A ruby? It’s forever!
It’s a red corundum, simply, but it contains legends and benefits, love stories and ancient memories. And it makes the wearer dream.
The ruby is a rare stone, especially when large. Its color evokes energy, warmth, love and, above all, passion.
It’s also found in blue, a particularly prized variety like "pigeon blood", or with shades tending to blue, purple, brown, yellow.
Like the sapphire, it’s the hardest stone after the diamond, but, despite this, expert jewelers are particularly cautious in its processing when cutting.
Inclusions occur, sometimes, due to the natural origin, and incredible optical effects: the ruby amazes if cut into a cabochon or a six-rayed star, and is famously considered a symbol of nobility and virtue. It is the stone of vitality and stimulates the first chakra by increasing vital energy and evoking enthusiasm, joy and freedom.

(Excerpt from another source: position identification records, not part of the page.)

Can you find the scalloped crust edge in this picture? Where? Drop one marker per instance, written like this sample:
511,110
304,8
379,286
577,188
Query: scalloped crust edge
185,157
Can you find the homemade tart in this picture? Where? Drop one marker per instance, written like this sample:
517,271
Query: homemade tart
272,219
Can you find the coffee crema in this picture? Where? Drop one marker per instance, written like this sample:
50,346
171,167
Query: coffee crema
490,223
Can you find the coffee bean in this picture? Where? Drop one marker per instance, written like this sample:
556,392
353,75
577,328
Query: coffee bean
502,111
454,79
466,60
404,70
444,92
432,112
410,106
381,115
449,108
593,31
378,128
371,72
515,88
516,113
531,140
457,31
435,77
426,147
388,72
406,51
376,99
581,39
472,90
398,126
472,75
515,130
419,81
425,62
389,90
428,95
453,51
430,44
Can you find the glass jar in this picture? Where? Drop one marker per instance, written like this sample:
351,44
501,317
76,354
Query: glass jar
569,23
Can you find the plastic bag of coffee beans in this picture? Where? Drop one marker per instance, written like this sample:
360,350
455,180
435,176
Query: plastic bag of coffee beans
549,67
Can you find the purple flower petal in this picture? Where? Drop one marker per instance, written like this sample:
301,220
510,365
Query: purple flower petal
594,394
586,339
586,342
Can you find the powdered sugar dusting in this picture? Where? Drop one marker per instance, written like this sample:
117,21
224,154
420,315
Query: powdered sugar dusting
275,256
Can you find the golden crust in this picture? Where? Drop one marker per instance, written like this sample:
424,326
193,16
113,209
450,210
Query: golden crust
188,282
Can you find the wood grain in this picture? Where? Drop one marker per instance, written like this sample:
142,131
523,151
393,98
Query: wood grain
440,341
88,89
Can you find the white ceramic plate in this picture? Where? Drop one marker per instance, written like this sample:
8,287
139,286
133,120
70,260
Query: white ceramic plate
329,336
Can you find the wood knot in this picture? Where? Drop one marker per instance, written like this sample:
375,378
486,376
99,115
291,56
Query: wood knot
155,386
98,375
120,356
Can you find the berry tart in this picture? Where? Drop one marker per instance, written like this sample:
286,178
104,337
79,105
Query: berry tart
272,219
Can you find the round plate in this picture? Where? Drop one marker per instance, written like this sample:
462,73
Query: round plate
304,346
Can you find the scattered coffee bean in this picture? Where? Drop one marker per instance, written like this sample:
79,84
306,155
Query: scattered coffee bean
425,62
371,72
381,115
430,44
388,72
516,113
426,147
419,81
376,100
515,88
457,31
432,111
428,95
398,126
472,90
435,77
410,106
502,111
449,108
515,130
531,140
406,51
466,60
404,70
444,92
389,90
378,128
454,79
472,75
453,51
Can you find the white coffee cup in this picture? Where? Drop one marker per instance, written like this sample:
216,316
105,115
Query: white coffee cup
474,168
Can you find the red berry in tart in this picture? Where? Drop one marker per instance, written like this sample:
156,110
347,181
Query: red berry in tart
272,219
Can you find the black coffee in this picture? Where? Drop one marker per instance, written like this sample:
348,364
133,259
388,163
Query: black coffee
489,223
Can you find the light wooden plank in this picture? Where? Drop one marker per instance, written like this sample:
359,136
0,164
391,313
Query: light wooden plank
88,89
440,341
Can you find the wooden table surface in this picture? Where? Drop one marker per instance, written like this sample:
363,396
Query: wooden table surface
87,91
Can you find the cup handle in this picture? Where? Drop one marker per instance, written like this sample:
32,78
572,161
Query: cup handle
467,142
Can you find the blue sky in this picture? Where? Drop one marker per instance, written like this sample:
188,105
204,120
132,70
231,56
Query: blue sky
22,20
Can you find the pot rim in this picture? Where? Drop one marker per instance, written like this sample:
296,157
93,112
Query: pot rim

Among the favorite stones, together with diamonds, as an engagement ring, as received by the beautiful Eva Longoria from her Josè Antonio Baston.
According to legend, the ruby has ancient origins, linked to the blood of a demon, Bala, while for the Greeks it was called antrax - live charcoal, and it was believed that, if exposed to the sun, the ruby would turn into the color of hot coals, equaling the power of the sun. For the Nordic populations the precious stone is linked, for example, to the legend of the Ring of the Nibelungs, with Siegfried who defeated them with his own sword studded with red rubies.
The most important ruby deposits are found in Burma, Thailand, Sri Lanka and Tanzania. Thai rubies have a brownish or purple hue, while in Tanzania there are those with a color from purple to dark red.
The most expensive in the world? From Burma, it was sold 5 years ago in a Sotheby's auction for $ 30 million. And the largest cut-suitable ruby, 400 carats, was found in Myanmar and divided into three parts, while the Black Prince's Ruby on the English crown, the Timur Ruby set on a necklace of English crown jewels, and, always speaking of the rich collection of precious items of Queen Elizabeth, those that adorn her Burmese tiara, a diadem with 96 rubies donated by the Burmese people in 1947 on the occasion of the wedding with Prince Phillip.